The Greek philosophers were constantly trying to find that which was eternal in the universe. They intuited, rightly I believe, that only that which is truly eternal can be truly meaningful. Meaning was equated with eternity in the Greek mind, even if they did not conceptualize their quest for the eternal in this way. I'm reading Stephen King's THE DARK TOWER series right now, and it is quite good. In it there is this monologue about 'the tyranny of scale'. The human mind can conceptualize the eternal, and the infinite, and once conceived it crushes down every attempt at finding meaning within the temporal flow of things. Buddhism is founded on just such a realization.
So the Greek sought to find some eternity above and beyond the flow of time. Plato exemplified this quest, and believed he had discovered the end of it in the realm of forms. Ideas, mathematics, concepts...these for Plato were the very presence of the eternal. 2+2=4 no matter what happens in the world. Nothingness does not degrade this fact, death cannot steal it away. Ideas for Plato were more real than the things of this world, than physical objects and the things of direct experience.
But other Greeks sought other ways in which eternity could be touched, contacted and shared in. Heraclitus thought that change itself was the only thing that was truly eternal. Democritus thought of eternally existing physical atoms. For Epicurus, the quest for the eternal was abandoned altogether. Enjoy the moment, said Epicurus, for all that is and stop worrying about the grand nothingness that surrounds all we do. It seems to me that modern atheism is Epicurian to the core. But I for one have never been convinced by their arguments that Charybdis is not something to be feared.
Of course the Greeks were not the only ones to seek what truly lasts. The Hebrews, too, sought the eternal. But they saw eternity as belonging to God alone, and His law. Morality, the truly right, was the only thing that really lasted forever. What is immutable, and what will ultimately outlast all, is the Will of God. Certainly, Christians took up this idea. For them, too, God and the eternal are one.

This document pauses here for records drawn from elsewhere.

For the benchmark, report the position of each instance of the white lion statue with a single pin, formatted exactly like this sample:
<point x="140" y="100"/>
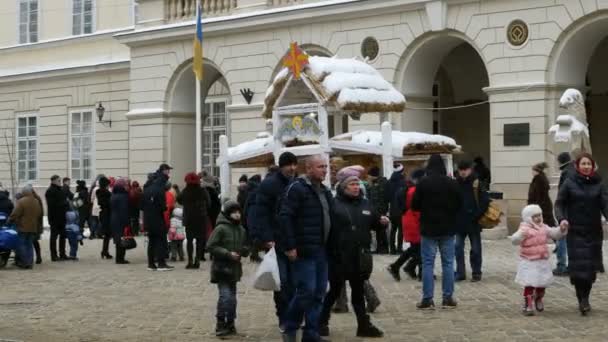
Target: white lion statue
<point x="570" y="133"/>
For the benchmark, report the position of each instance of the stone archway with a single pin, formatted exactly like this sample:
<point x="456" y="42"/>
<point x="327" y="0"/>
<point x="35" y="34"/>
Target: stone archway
<point x="579" y="61"/>
<point x="446" y="70"/>
<point x="181" y="109"/>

But the eternal-as-good is not found in some abstract law, nor some immutable will, for the Christian. Christians believe that eternity is discovered in and through a particular person. Goodness incarnates in our relationships with other people because God became a person. God entered into the ever-changing, and often unreliable web of human relationships that define this world. And so where we see our brother, there we see our God. Jesus is revelatory of God's nature, and God's presence. That wonderful something, that changeless ground that Plato sought in ideas God gave us in the form of a human being, and in all of those who share that human being's likeness.

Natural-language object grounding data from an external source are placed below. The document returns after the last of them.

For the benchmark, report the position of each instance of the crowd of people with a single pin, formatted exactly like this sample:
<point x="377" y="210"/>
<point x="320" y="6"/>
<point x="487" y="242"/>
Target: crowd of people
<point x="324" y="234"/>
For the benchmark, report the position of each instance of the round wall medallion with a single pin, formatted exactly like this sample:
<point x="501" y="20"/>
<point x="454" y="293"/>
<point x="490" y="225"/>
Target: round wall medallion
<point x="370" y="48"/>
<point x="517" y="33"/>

Most people I meet, and God forgive me it is not every one, but only most...flawed and imperfect as they are... comes to me as a confrontation with the divine, as an opportunity to participate in what will truly last. In so many people who are involved in my life, I see in them an opportunity to truly know God, to feel His presence. I am astounded and amazed by what I see in the face of the other. It is an opportunity to make my life in this moment truly last forever. The present moment, when it involves relationship constructively entered into, becomes a globule, a droplet, that suspends forever in a realm beyond my seeing. The beauty and wonder of the world, and the human soul, is experienced by me as something eternal. Jesus was God's way of telling us that we can truly trust those moments, and believe. As I've said before, the main thing Jesus saved us from was an inability to reasonably trust God and the world, Jesus saves us from unbelief.

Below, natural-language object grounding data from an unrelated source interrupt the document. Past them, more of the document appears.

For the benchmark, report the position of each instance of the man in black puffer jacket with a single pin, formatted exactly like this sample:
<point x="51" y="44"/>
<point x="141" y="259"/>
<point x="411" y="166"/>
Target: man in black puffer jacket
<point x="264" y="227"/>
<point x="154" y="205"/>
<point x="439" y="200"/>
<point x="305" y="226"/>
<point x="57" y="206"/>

I have a hard time in this world, sometimes, because I let the wonder I am feeling spill over too much into the content of my relationships. I want to tell everyone I meet, "you are so wonderful that to see you now is to see the Face of God." Is every relationship always like that? Is every moment retained and experienced as the eternal? No, not at all. But more often than not, I stand in wonder of the world I live in and the people I share it in and in that wonder is a covenant, a promise that I hear loud and clear: "there is something that lasts forever, that means something, and you have found it."